Le discours de campagne de DT était donc celui d’un démagogue habile qui a su conquérir un électorat, notamment populaire, avide de changement, en utilisant les vertus électorales d’annonces brutales exprimées dans un discours globalement nationaliste et provocateur. Mais il le fit avec une prudence évidente, par des formules calculées et, semble-t-il, en toute conscience des limites réelles des choix de rupture ainsi énoncés. Durant l’ensemble de sa campagne électorale, DT n’a probablement pas maîtrisé toutes les questions de politique et de sécurité internationale, mais ne nous y trompons pas, on était loin d’un bavardage de bouffon. Il fut d’ailleurs dûment conseillé par des experts et par des think tanks comme la « Heritage Foundation », institution ancienne et chevronnée mais particulièrement réactionnaire.

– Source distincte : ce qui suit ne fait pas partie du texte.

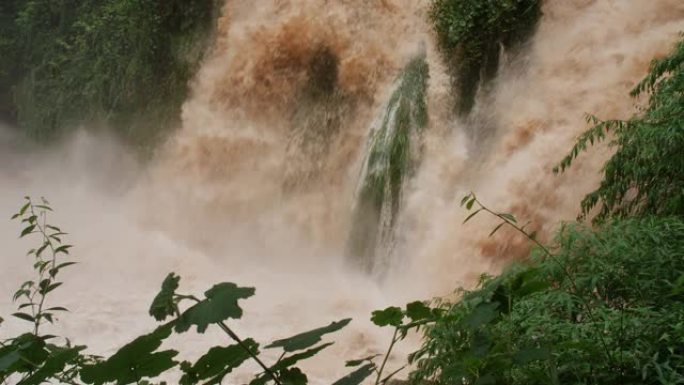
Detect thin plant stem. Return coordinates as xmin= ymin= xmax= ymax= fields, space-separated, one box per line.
xmin=470 ymin=193 xmax=614 ymax=364
xmin=375 ymin=328 xmax=399 ymax=385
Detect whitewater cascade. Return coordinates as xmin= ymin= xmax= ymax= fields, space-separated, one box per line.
xmin=0 ymin=0 xmax=684 ymax=384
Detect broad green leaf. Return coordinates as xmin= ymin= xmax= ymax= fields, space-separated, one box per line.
xmin=266 ymin=318 xmax=351 ymax=352
xmin=180 ymin=338 xmax=259 ymax=385
xmin=249 ymin=342 xmax=333 ymax=385
xmin=149 ymin=273 xmax=180 ymax=321
xmin=0 ymin=333 xmax=48 ymax=373
xmin=19 ymin=225 xmax=36 ymax=238
xmin=18 ymin=201 xmax=31 ymax=216
xmin=280 ymin=368 xmax=309 ymax=385
xmin=333 ymin=364 xmax=375 ymax=385
xmin=18 ymin=346 xmax=85 ymax=385
xmin=81 ymin=323 xmax=178 ymax=385
xmin=463 ymin=209 xmax=482 ymax=223
xmin=514 ymin=348 xmax=551 ymax=365
xmin=12 ymin=312 xmax=36 ymax=322
xmin=55 ymin=245 xmax=73 ymax=254
xmin=465 ymin=302 xmax=499 ymax=329
xmin=271 ymin=342 xmax=333 ymax=372
xmin=0 ymin=346 xmax=21 ymax=374
xmin=406 ymin=301 xmax=433 ymax=322
xmin=176 ymin=282 xmax=254 ymax=333
xmin=489 ymin=222 xmax=506 ymax=237
xmin=371 ymin=306 xmax=404 ymax=326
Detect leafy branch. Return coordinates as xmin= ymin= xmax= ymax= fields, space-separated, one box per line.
xmin=461 ymin=192 xmax=614 ymax=362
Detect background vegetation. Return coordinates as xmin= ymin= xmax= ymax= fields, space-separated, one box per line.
xmin=430 ymin=0 xmax=541 ymax=114
xmin=0 ymin=0 xmax=684 ymax=385
xmin=411 ymin=33 xmax=684 ymax=385
xmin=0 ymin=0 xmax=219 ymax=145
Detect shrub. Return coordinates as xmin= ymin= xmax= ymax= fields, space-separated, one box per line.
xmin=555 ymin=36 xmax=684 ymax=222
xmin=430 ymin=0 xmax=541 ymax=114
xmin=412 ymin=218 xmax=684 ymax=384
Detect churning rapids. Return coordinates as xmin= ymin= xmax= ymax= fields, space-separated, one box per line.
xmin=0 ymin=0 xmax=684 ymax=384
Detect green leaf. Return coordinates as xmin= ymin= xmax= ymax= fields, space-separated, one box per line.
xmin=180 ymin=338 xmax=259 ymax=385
xmin=463 ymin=209 xmax=483 ymax=223
xmin=271 ymin=342 xmax=333 ymax=372
xmin=371 ymin=306 xmax=404 ymax=326
xmin=489 ymin=222 xmax=506 ymax=237
xmin=81 ymin=323 xmax=178 ymax=385
xmin=176 ymin=282 xmax=254 ymax=333
xmin=18 ymin=346 xmax=86 ymax=385
xmin=465 ymin=302 xmax=499 ymax=329
xmin=18 ymin=201 xmax=31 ymax=216
xmin=499 ymin=214 xmax=517 ymax=223
xmin=466 ymin=198 xmax=475 ymax=210
xmin=45 ymin=306 xmax=69 ymax=311
xmin=249 ymin=342 xmax=333 ymax=385
xmin=266 ymin=318 xmax=351 ymax=352
xmin=344 ymin=354 xmax=380 ymax=367
xmin=55 ymin=245 xmax=73 ymax=254
xmin=0 ymin=333 xmax=48 ymax=373
xmin=12 ymin=312 xmax=36 ymax=322
xmin=280 ymin=368 xmax=309 ymax=385
xmin=513 ymin=348 xmax=551 ymax=365
xmin=149 ymin=273 xmax=180 ymax=321
xmin=406 ymin=301 xmax=433 ymax=322
xmin=333 ymin=364 xmax=375 ymax=385
xmin=19 ymin=225 xmax=36 ymax=238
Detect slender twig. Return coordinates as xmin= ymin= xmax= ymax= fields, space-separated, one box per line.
xmin=470 ymin=193 xmax=615 ymax=364
xmin=375 ymin=328 xmax=399 ymax=385
xmin=217 ymin=322 xmax=282 ymax=385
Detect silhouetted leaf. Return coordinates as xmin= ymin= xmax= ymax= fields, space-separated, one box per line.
xmin=333 ymin=364 xmax=375 ymax=385
xmin=180 ymin=338 xmax=259 ymax=385
xmin=406 ymin=301 xmax=432 ymax=322
xmin=344 ymin=354 xmax=380 ymax=367
xmin=280 ymin=368 xmax=309 ymax=385
xmin=371 ymin=306 xmax=404 ymax=326
xmin=176 ymin=282 xmax=254 ymax=333
xmin=12 ymin=312 xmax=36 ymax=322
xmin=514 ymin=348 xmax=551 ymax=365
xmin=266 ymin=318 xmax=351 ymax=352
xmin=150 ymin=273 xmax=180 ymax=321
xmin=466 ymin=302 xmax=499 ymax=328
xmin=18 ymin=346 xmax=85 ymax=385
xmin=81 ymin=323 xmax=178 ymax=385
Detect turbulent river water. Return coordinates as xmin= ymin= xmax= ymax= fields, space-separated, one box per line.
xmin=0 ymin=0 xmax=684 ymax=383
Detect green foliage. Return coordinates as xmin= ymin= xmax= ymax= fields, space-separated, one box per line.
xmin=554 ymin=36 xmax=684 ymax=222
xmin=180 ymin=338 xmax=259 ymax=385
xmin=149 ymin=273 xmax=180 ymax=321
xmin=347 ymin=54 xmax=429 ymax=271
xmin=0 ymin=0 xmax=216 ymax=147
xmin=81 ymin=323 xmax=178 ymax=385
xmin=430 ymin=0 xmax=541 ymax=114
xmin=411 ymin=218 xmax=684 ymax=384
xmin=266 ymin=318 xmax=351 ymax=352
xmin=175 ymin=282 xmax=255 ymax=333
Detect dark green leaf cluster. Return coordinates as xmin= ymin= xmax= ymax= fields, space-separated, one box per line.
xmin=0 ymin=201 xmax=351 ymax=385
xmin=0 ymin=0 xmax=218 ymax=147
xmin=412 ymin=218 xmax=684 ymax=385
xmin=430 ymin=0 xmax=541 ymax=114
xmin=555 ymin=36 xmax=684 ymax=222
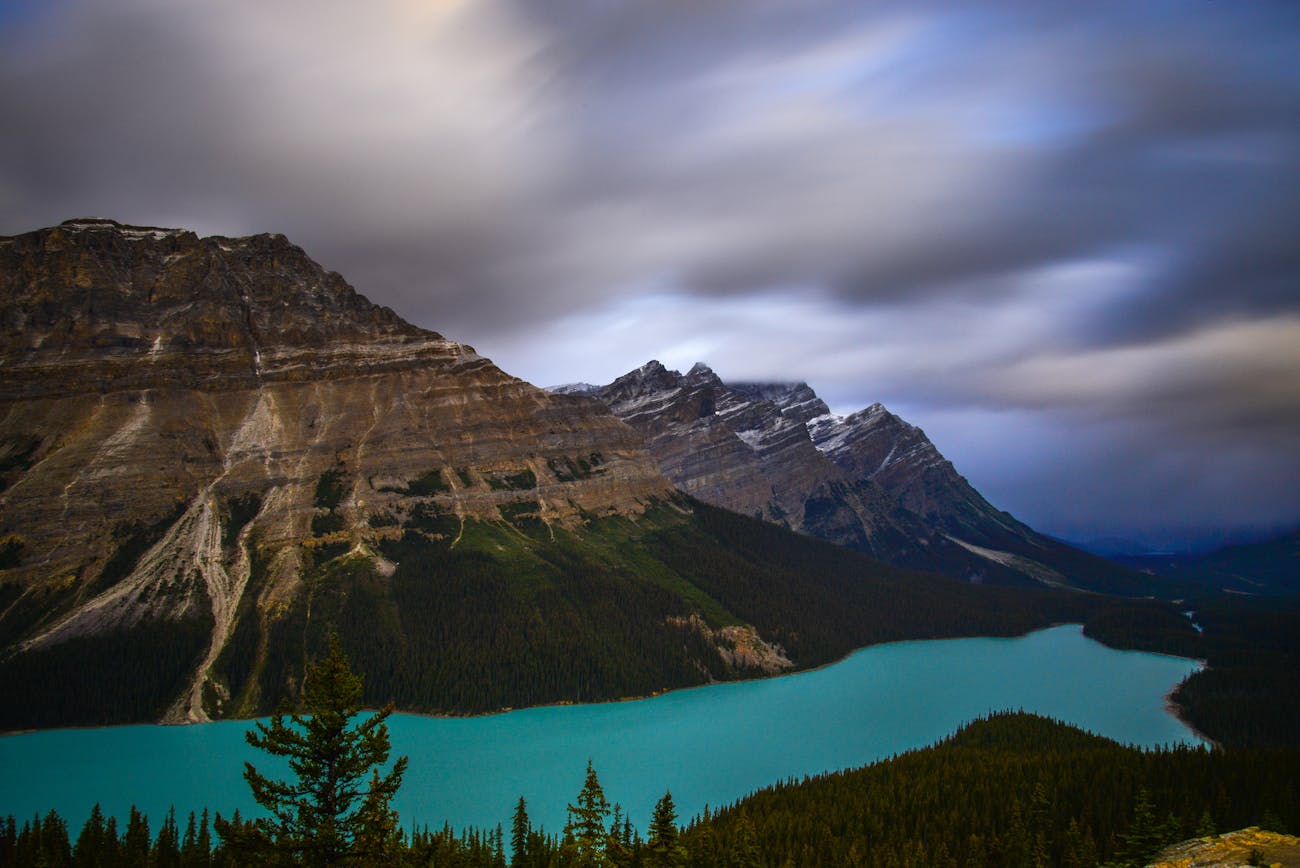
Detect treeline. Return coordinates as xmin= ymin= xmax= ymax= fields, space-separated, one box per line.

Cette habileté perdure aujourd’hui dans une autre forme de « double standard ». Voici deux exemples.

Premier exemple : DT ne remet pas en cause l’Accord de Vienne sur le nucléaire iranien qui permet un compromis diplomatique et technique bienvenu pour la sécurité internationale, avec un processus de levée des sanctions vis à vis de Téhéran... Mais Trump fait monter la tension dans la relation entre les États-Unis et l’Iran, y compris sur le plan militaire, afin de montrer qu’il ne lâche rien et qu’il poursuit l’esprit et la politique de grande fermeté annoncée durant la campagne.

Début février, l’administration Trump avait ainsi décidé de nouvelles sanctions contre l’Iran en réponse à un lancement test de missiles, et plus précisément des sanctions ciblées sur une douzaine de sociétés et 13 personnes... Mais ce sont des sanctions ajustées.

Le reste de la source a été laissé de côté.